[reconfigurator] Remove DatasetIdsBackfillFromDb by jgallagher · Pull Request #7350 · oxidecomputer/omicron

jgallagher · 2025-01-15T18:58:01Z

I believe this is safe to land now that R12 is out the door: any IDs in dataset should have been assigned. #7229 is related, but in that case the dataset table itself is also missing entries (so there's no ID to backfill).

Fixes #6645. I believe this is safe to land now that R12 is out the door: any IDs in `dataset` should have been assigned. #7229 is related, but in that case the `dataset` table itself is also missing entries (so there's no ID to backfill).

jgallagher · 2025-01-15T19:06:44Z

+            // dataset ID we should be using? That would require tracking it in
+            // the relevant parent blueprint structures (zones for zone-related
+            // datasets, presumably disks for the top-level debug/zone root
+            // datasets?).


FWIW: the concern described in this note is not new, but as I was reading this code it came to mind so figured I'd write it down. If this is wrong I'd be happy to edit or remove it.

When we ensure datasets in the sled agent, we call:

omicron/sled-storage/src/manager.rs

Lines 1032 to 1037 in c03eb51

async fn dataset_ensure_internal(

&self,

log: &Logger,

config: &DatasetConfig,

old_dataset: Option<&DatasetProperties>,

) -> DatasetManagementStatus {

This calls:

omicron/sled-storage/src/manager.rs

Lines 1045 to 1052 in c03eb51

match Self::should_skip_dataset_ensure(&log, config, old_dataset) {

Ok(true) => return status,

Ok(false) => (),

Err(err) => {

status.err = Some(err.to_string());

return status;

}

}

To see if there is actually work to do.

One of the errors here is a UUID mismatch:

omicron/sled-storage/src/manager.rs

Lines 1002 to 1008 in c03eb51

if old_id != config.id {

return Err(Error::UuidMismatch {

name: config.name.full_name(),

old: old_id.into_untyped_uuid(),

new: config.id.into_untyped_uuid(),

});

}

To put another way: we do currently pass the dataset UUID to the sled agent, at least, so if there's a UUID mismatch in the sled it should be detected and throw an error.

... anyway, I think it makes sense to track, in the blueprint, "this zone is using this dataset UUID". Then we could probably add a DatasetUuid to the PartialDatasetConfig.

But this doesn't need to be a blocker for this PR, either.

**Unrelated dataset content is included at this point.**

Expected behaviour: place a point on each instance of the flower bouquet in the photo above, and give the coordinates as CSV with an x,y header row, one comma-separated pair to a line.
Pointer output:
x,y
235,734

I'm not sure any of that is relevant to where this comment is, because this code is all in the planner, right? I'm worried about a bug in the planner where we have a situation like this:

blueprint has an in-service Nexus dataset on sled N, zpool Z

planner (incorrectly!) tries to place a new Nexus zone on sled N, zpool Z

this particular code will not create a new dataset for that Nexus zone, but will instead reuse the ID from the existing in-service Nexus dataset on that zpool

At that point, we'd tell the sled-agent to launch a new Nexus zone but reuse the existing Nexus dataset, which presumably would be fine as far as all the checks you pointed out are concerned?

I don't think (?) this is a situation we can actually hit in practice, given other constraints in the planner, but I'm not 100% sure of that and would strongly prefer that we could tell locally whether we're doing the right thing.

Oops, Nexus is a bad example because it doesn't have a durable dataset and filesystem pool kinds are unique per zone since they include the zone ID. So s/Nexus/Clickhouse/ (or any other zone kind that has a durable dataset) in the above comment.

Ah, gotcha, I thought the comment implied that we'd be creating a "new UUID, but re-use the old dataset within the sled agent" - that's why I was pointing out, the sled agent would reject this scenario.

I agree, if we re-use the old dataset UUID, we'd re-use the old dataset. I actually think it's possible there are situations where we want this explicitly -- this gives us the ability to act independently between zones and datasets, and e.g. re-assign old datasets to new zones.

Regardless, I think this is okay as you suggested. With the current arguments to this function, we're asking for a "dataset of a particular type" to exist, not a "dataset with a particular UUID", and it's doing what it's supposed to. But I still agree that we can make the management of datasets more explicit by referencing dataset UUIDs within the blueprint explicitly, when specifying zone config.

smklein

LGTM, I'm assuming https://github.com/oxidecomputer/customer-support/blob/main/runbooks/rack-update/release-12/ledger_check.sh ran successfully?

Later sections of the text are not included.